Beragam komponen yang melengkapi nasi wong-wongan pun memiliki maksud tersendiri. Berdasarkan nilai kearifan lokal setempat, nasi putih dimaknai sebagai sifat dualisme, bawang merah memiliki sifat yang dingin untuk mendorong manusia untuk dapat berpikir dengan kepala dingin ketika masalah datang, namun tidak bersikap abai terhadap masalah yang tengah dihadapi.
Jahe dinilai memiliki sifat panas yang menggambarkan sifat krodha atau sifat keras. Sifat krodha ini diyakini sebagai bibit dari sikap temperamental dan egois. Untuk itu, manusia diharapkan dapat menghindari sifat-sifat ini. Apabila manusia lekat dengan keegoisan dan sifat krodha dalam kehidupan sosialnya, niscaya ia akan menemui permasalahan.
Disisi lain, jahe dinilai menjadi simbol kekuatan rajah dalam banten segehan yang dapat menjadi penetralisir sebuah energi negatif. Selain jahe, garam juga digunakan sebagai penetralisir, karena garam merupakan sebuah komponen penyeimbang yang memiliki sifat bijaksana.
Dalam masakan, garam memberikan rasa pada makanan sehingga tidak hambar dan dapat dinikmati.
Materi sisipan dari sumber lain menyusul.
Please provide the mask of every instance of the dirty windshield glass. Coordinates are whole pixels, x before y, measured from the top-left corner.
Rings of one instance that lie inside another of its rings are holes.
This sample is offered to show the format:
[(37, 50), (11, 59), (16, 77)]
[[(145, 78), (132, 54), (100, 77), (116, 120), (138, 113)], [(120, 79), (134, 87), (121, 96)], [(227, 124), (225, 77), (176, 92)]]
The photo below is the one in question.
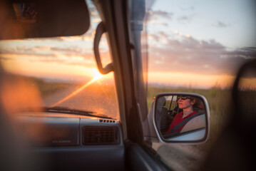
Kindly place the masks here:
[[(93, 51), (101, 21), (93, 3), (86, 3), (91, 26), (83, 35), (0, 41), (8, 110), (61, 106), (119, 119), (113, 74), (99, 73)], [(111, 59), (104, 35), (99, 48), (106, 66)]]

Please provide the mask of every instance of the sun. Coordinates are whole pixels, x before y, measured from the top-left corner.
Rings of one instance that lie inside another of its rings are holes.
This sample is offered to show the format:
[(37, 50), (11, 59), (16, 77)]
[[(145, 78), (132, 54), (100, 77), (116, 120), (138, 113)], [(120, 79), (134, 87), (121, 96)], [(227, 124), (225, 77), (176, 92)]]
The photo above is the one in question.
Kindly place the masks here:
[(93, 79), (91, 81), (93, 81), (93, 82), (97, 81), (97, 80), (99, 80), (99, 79), (101, 79), (101, 78), (102, 78), (103, 77), (103, 75), (102, 75), (101, 73), (100, 73), (98, 71), (94, 72), (93, 76)]

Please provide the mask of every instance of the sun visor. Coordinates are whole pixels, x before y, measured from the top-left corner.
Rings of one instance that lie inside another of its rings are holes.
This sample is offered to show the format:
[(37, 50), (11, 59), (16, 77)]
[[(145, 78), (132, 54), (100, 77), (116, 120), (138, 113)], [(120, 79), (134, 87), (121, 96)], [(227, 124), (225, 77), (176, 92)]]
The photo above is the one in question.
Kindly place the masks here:
[(0, 1), (0, 40), (85, 33), (90, 16), (84, 0)]

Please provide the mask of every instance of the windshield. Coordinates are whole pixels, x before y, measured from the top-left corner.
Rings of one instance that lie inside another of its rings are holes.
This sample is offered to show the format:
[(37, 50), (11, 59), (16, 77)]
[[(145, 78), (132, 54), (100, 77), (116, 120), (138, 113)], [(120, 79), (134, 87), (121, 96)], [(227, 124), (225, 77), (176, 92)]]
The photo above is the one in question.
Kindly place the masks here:
[[(113, 72), (100, 74), (94, 59), (95, 30), (101, 20), (93, 4), (86, 3), (91, 26), (81, 36), (0, 41), (9, 108), (59, 106), (119, 119)], [(106, 66), (111, 59), (104, 35), (99, 48)]]

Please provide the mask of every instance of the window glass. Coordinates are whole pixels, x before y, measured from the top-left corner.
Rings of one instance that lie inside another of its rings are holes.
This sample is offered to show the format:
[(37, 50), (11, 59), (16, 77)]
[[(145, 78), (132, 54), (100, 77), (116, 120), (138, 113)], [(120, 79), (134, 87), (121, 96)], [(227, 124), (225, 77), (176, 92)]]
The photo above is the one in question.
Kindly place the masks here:
[(146, 3), (148, 108), (158, 93), (191, 92), (207, 98), (211, 115), (206, 143), (153, 143), (153, 147), (175, 170), (197, 170), (228, 120), (231, 86), (238, 67), (256, 56), (255, 1)]
[[(4, 98), (9, 108), (18, 103), (19, 110), (61, 106), (119, 119), (113, 72), (100, 74), (94, 59), (101, 18), (93, 4), (86, 3), (91, 26), (81, 36), (0, 41), (1, 64), (10, 83)], [(99, 48), (106, 66), (111, 59), (105, 36)]]

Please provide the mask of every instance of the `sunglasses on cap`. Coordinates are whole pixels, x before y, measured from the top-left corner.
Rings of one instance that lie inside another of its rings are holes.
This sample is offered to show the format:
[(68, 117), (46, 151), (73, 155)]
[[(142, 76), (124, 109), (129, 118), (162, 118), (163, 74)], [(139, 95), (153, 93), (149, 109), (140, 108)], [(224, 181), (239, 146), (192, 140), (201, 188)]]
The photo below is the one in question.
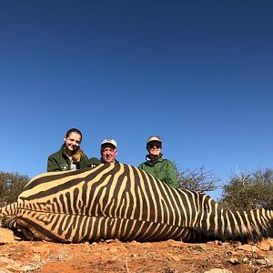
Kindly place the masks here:
[(161, 145), (158, 144), (158, 143), (150, 143), (150, 144), (148, 145), (148, 147), (149, 147), (150, 149), (153, 148), (153, 147), (156, 147), (157, 149), (158, 149), (158, 148), (161, 148)]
Garam digunakan sebagai pelengkap yang bersifat menyeimbangkan atau menetralisir segehan yang dihaturkan. Dengan begitu, garam diyakini dapat digunakan untuk menetralisir energi-energi yang merugikan manusia.
Kelima warna dalam pancawarna dimaknai sebagai manifestasi dewa. Dewa Wisnu dilambangkan dengan warna hitam, Dewa Iswara dengan warna putih, warna merah untuk Dewa Brahma, warna kuning menjadi simbol Mahadewa, sedangkan warna campuran melambangkan Dewa Siwa. Kelima warna ini dimaknai pula sebagai penjuru mata angin. Dengan begitu, setiap bencana yang datang dari sisi manapun, dapat dinetralisir.
Nasi wong-wongan yang dihaturkan, memiliki bentuk yang berbeda, asalkan komponennya sesuai dengan aturan adat yang ditetapkan. Tidak hanya itu, doa yang dipanjatkan pun harus memiliki makna yang sama, yakni agar masyarakat di Indonesia, termasuk masyarakat Bali, dapat terhindar dari infeksi virus corona. Doa ini juga ditujukan bagi orang-orang yang sudah terinfeksi, agar dapat segera sembuh dan pulih.